SadBoi, who’s proficient on piano, guitar, and trumpet, and has her own group of supporters called The Crybabies, has certainly run with it. Another signature of a SadBoi song is also intriguing: of the songs she’s released thus far,  the majority are under three minutes, and some don’t even crack the two-minute mark.

“I try not to force anything,” she admits. “So, the minute I write something… sometimes it can be three minutes long, and actually be two verses or three verses. Or sometimes, it’s just a verse and a hook, and a bridge and a hook. But it’s however I feel in that moment.

“And when I find myself in a place [where] I can say, ‘Okay, I wrote this verse, I wrote this hook,” and then I’m stuck, I have nothing else to say – then it’s, ‘Okay, let me try to put a bridge in there.’ It’s really just how my brain works.”
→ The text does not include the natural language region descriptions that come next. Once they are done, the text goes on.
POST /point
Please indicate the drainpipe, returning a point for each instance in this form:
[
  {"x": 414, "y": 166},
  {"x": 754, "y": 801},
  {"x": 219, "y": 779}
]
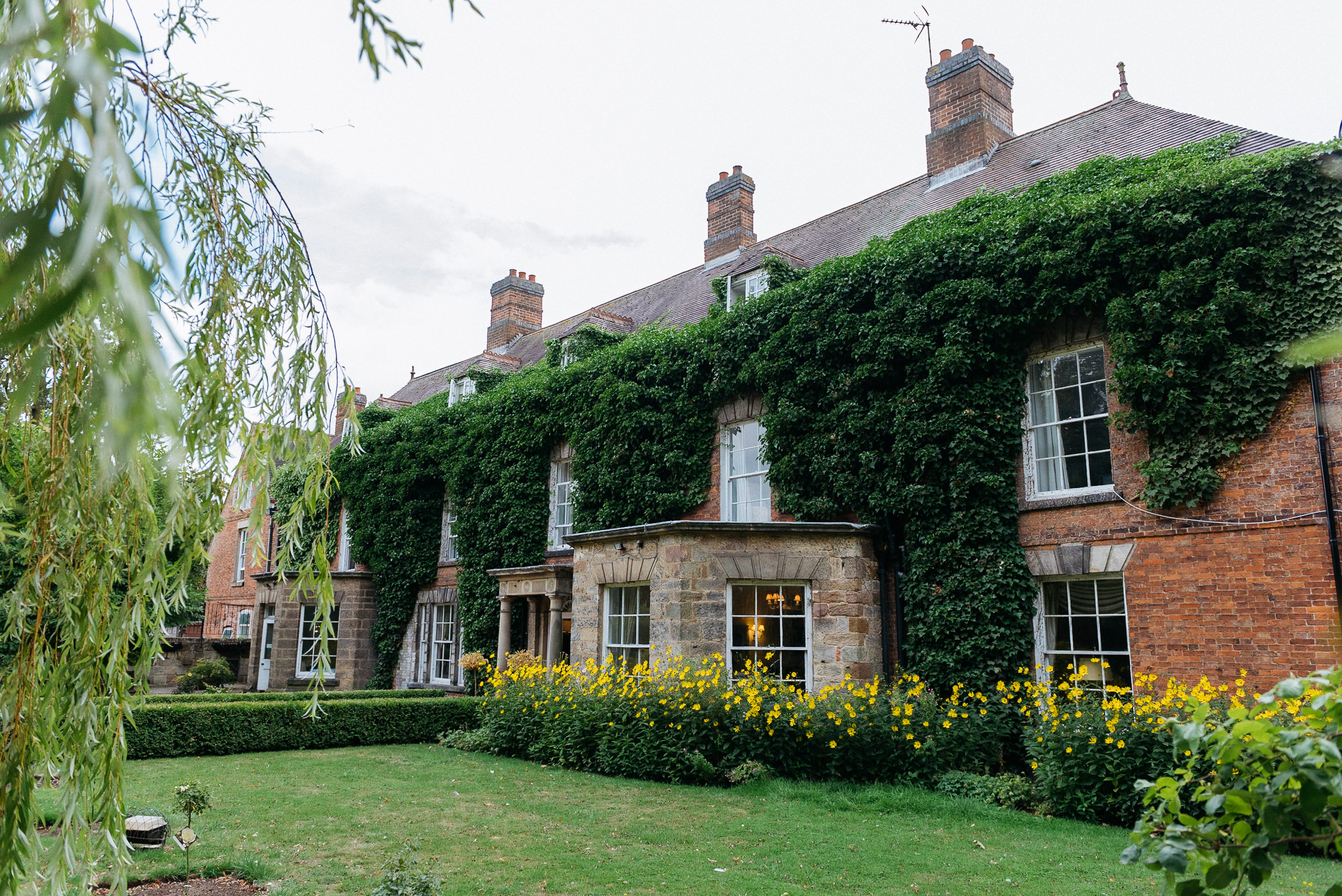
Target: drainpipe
[
  {"x": 270, "y": 538},
  {"x": 901, "y": 650},
  {"x": 1321, "y": 436},
  {"x": 885, "y": 617}
]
Currently working on her first album with such Toronto-based producers as Nineteen85 and Mike Wise, SadBoi, signed to Atlanta’s LVRN label (6lack, Summer Walker), says The Six has also become her artistic happy place.

“Aside from my washroom, the best place for me to go when I’m trying to write music is Toronto,” she declares, adding that she not only hopes to follow the footsteps of Nicki Minaj and Lana Del Ray in terms of popularity, but also what they stand for.

“I really want to have people feel that they’re part of the world that I’m creating, and be in a safe space.  Nicki Minaj and Lana Del Ray did a such a really good job in showing [people] that it’s okay to be themselves. So, that’s the goal for me.”